C’è qualcosa di inusuale, di davvero strano nella cronaca di quanto avvenuto a Castel D’Azzano: tre carabinieri morti, tre fratelli arrestati, un casolare esploso durante un’azione massiccia delle forze dell’ordine. Una tragedia immensa, che non si può raccontare con leggerezza. Ma che lascia aperte domande che meritano di essere poste.
La prima: prima dell’intervento dei Carabinieri, perché nessuno ha mosso un dito prima per intercettare il malessere sociale dei tre fratelli protagonisti della vicenda, impoveriti da una storia di mutui e firme (a detta loro, ovvio) false, di incidenti stradali e assicurazioni? Eppure si sapeva che qualcosa bollisse in pentola. Per anni, nessuno ha preso sul serio le loro parole e il loro risentimento: anche se avevano già annunciato la possibilità di far esplodere il casolare. Non era il caso di occuparsene prima, e meglio, evitando di arrivare alla tragica conclusione della storia?
E poi: quello a cui hanno preso parte i Carabinieri era uno sgombero o no? Perché qualcuno dice di sì (gli articoli parlano generalmente di questo), altri di una perquisizione, e la cosa non è secondaria. Anzi, fa tutta la differenza del mondo: è chiaro che la prima cosa da ricostruire è questa, perché in questo Paese – dove per ottenere la forza pubblica serve un mezzo miracolo – improvvisamente un intero reparto si è mosso andando incontro a un rischio enorme?
Infine: solo al punto di non ritorno – i droni avevano segnalato la presenza di bottiglie molotov: sì, droni, come se fossimo a Kharkiv o a Gaza, non in un comune della provincia di Verona – la forza pubblica non solo si è mossa, ma si è mossa in forze, come per un’operazione militare. E allora uno si chiede: ma non sarebbe stato meglio utilizzare direttamente reparti dell’esercito e specialisti anti-esplosivo, vista la presenza – già acclarata – di ordigni sul tetto della casa? Qualcuno ha sottovalutato il rischio?

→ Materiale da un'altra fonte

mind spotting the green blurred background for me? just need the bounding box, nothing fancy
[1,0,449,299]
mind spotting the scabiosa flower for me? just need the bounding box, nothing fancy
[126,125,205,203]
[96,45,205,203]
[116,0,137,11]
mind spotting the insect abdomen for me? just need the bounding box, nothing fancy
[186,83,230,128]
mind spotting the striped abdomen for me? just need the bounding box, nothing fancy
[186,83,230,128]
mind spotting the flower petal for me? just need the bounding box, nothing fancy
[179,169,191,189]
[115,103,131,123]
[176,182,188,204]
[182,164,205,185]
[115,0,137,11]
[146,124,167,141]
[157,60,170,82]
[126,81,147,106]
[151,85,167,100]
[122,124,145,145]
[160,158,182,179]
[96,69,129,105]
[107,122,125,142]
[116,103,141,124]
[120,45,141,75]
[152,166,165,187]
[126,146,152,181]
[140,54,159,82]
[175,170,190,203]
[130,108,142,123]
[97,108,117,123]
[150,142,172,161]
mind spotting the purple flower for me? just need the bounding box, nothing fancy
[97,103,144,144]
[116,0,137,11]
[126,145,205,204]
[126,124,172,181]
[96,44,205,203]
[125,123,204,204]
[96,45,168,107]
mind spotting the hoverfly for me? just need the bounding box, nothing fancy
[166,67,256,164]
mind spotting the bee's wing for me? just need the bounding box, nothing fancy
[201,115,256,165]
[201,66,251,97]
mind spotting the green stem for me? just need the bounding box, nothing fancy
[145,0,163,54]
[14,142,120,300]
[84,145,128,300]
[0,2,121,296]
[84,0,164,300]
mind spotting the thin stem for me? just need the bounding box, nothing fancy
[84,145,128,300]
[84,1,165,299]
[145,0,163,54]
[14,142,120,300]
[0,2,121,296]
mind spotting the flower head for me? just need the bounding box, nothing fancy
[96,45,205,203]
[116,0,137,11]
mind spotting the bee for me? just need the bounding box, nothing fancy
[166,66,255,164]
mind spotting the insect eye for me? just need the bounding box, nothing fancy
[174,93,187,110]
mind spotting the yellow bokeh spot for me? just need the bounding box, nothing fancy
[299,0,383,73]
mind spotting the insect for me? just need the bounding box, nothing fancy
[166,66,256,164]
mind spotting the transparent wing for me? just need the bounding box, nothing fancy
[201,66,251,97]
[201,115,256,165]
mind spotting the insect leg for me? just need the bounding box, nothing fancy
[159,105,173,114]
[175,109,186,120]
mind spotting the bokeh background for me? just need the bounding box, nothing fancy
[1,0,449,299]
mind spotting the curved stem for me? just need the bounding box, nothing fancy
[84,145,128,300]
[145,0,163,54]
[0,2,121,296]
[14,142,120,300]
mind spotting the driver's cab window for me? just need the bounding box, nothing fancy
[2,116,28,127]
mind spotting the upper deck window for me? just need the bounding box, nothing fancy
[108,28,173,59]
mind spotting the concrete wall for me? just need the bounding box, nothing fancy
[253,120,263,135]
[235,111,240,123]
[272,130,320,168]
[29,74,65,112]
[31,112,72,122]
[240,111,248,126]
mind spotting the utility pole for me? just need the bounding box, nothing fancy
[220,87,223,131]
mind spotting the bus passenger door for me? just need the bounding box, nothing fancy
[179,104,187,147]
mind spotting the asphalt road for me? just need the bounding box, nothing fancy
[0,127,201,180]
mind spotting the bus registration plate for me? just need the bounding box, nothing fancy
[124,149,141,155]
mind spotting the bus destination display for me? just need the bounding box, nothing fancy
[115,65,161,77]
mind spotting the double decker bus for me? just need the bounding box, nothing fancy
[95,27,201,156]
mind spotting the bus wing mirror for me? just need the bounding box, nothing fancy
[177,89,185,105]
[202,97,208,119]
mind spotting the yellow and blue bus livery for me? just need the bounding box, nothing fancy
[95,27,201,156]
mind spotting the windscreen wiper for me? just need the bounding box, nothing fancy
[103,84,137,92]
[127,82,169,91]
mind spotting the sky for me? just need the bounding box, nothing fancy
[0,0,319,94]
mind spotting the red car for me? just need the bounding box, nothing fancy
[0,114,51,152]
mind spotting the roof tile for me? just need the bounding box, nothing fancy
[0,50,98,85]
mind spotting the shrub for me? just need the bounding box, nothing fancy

Aspetteremo, come sempre, risposte alle nostre domande. Forse dietro questa accelerazione c’erano interessi forti, proprietari esasperati, avvocati determinati, qualche urgenza: chissà. Onestamente, è un po’ anomalo pensare che un casolare sperduto meritasse tanto zelo. E se è vero che lo Stato ha agito temendo un rischio concreto, resta da capire perché quella minaccia non sia stata gestita in modo da evitare il peggio.
Sia chiaro: i tre fratelli che hanno causato la strage non meritano attenuanti. Hanno distrutto vite e famiglie, e dovranno rispondere delle loro azioni davanti alla giustizia. Ma il contesto resta inspiegabile. E su questi punti oscuri sarà necessario fare al più presto chiarezza.
L’ironia amara di questa storia è tutta qui. Quando vi dicono che la forza pubblica non si muove per questioni civili tra privati, ricordatevi di Castel D’Azzano. Là sì che si sono mossi: e purtroppo, si sono mossi per andare incontro alla follia di tre fratelli che avevano deciso – a tutti i costi – di non abbandonare la casa.
Perché in questa vicenda nulla ha una logica. Non la violenza cieca di chi ha appiccato il fuoco, non la burocrazia che altrove dorme e qui si è svegliata di colpo, e neanche la scelta di spedire Carabinieri (e tanti) per un casolare che ora non esiste più.
Forse, più che una cronaca, questa vicenda rappresenta una parabola amara sull’Italia che decide di agire sempre nel momento sbagliato: troppo tardi quando serve, troppo in fretta quando è già tardi.